[MDEV-37330] Ordered scans over PARTITION BY RANGE should not use priority queue - Jira

XML

Word

Printable

Details

Type: Task
Status: In Review (View Workflow)
Priority: Critical
Resolution: Unresolved
Fix Version/s: 12.3
Component/s: Partitioning
Labels:
- optimizer-easy
- optimizer-feature

Sprint:
Q4/2025 Server Development

Description

Consider a table partitioned by date:

CREATE TABLE t1 (

  date_created DATETIME

   user_id INT,

...

  INDEX idx1(user_id, date_created)

) PARTITION BY RANGE COLUMNS(date_created) (

 PARTITION `p_first`  VALUES LESS THAN ('2022-02-24 00:00:00'),

...

 PARTITION `p_2025_02` VALUES LESS THAN ('2025-03-01 00:00:00'),

...

  PARTITION `p_last` VALUES LESS THAN ...

);

And a query looking to get the last row describing a given user.

select * from t1

where user_id=1234

ORDER BY date_created DESC LIMIT 1

The index idx1(user_id, date_created) will allow to use ref access and SQL layer will make one index lookup.

However, ha_partition has only two algorithms:

unordered index scan
ordered index scan

Here, ordered index scan will be used. ha_partition will read a row from each partition and put that into the priority queue, then it will get the last one.
When there are many partitions, this will have a lot of overhead. Why can't we just read the row from partition p_last ? And after we've exhausted that, read the row from partition before the p_last and so forth?
(This is actually similar to what "unordered index scan" code does except that code starts from partitions with smaller number and continues to partitions with larger number)

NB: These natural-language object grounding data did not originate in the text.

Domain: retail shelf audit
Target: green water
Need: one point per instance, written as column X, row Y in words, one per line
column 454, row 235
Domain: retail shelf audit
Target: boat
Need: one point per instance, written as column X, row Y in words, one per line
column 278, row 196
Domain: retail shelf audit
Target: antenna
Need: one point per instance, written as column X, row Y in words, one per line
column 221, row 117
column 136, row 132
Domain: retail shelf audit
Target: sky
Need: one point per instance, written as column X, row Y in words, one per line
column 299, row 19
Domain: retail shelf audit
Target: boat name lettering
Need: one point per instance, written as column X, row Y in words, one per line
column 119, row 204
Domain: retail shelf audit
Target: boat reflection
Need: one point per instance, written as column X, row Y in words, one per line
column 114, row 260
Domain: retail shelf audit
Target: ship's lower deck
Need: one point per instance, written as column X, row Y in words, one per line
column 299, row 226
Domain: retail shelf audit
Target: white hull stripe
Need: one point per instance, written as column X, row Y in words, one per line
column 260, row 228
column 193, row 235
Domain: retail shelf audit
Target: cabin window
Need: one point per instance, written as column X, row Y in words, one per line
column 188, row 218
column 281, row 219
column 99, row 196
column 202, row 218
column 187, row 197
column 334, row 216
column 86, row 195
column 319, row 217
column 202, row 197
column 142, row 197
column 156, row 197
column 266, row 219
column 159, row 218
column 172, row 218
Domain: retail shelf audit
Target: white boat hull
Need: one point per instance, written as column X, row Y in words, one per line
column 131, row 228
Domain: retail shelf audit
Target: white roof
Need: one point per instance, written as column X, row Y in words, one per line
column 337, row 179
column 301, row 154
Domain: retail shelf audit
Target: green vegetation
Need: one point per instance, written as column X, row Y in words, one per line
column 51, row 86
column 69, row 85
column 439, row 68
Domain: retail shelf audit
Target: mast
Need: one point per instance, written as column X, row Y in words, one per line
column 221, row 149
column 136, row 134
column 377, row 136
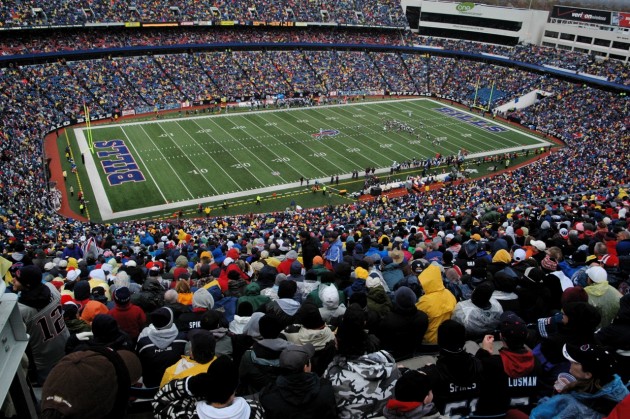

Looking at the current patch

So, the current patch does this:

In ha_partition::partition_scan_set_up(), if we are using PARTITION BY RANGE($part_range_expr),

then we check if the table's SELECT_LEX has an ORDER BY expression and one of the following holds:

1. the ORDER BY expression is a field reference and it matches the $part_range_expr (which must also be a field reference)

2. the ORDER BY expression (not necessarily a field reference) matches $part_range_expr.

One thing that looks bad is is that ha_partition examines the SELECT and checks the ORDER BY clause. This breaks any conceivable API contract in the SE interface.

Suggestions

Case 1: We do an ordered scan and can bypass ha_partition using priority queue.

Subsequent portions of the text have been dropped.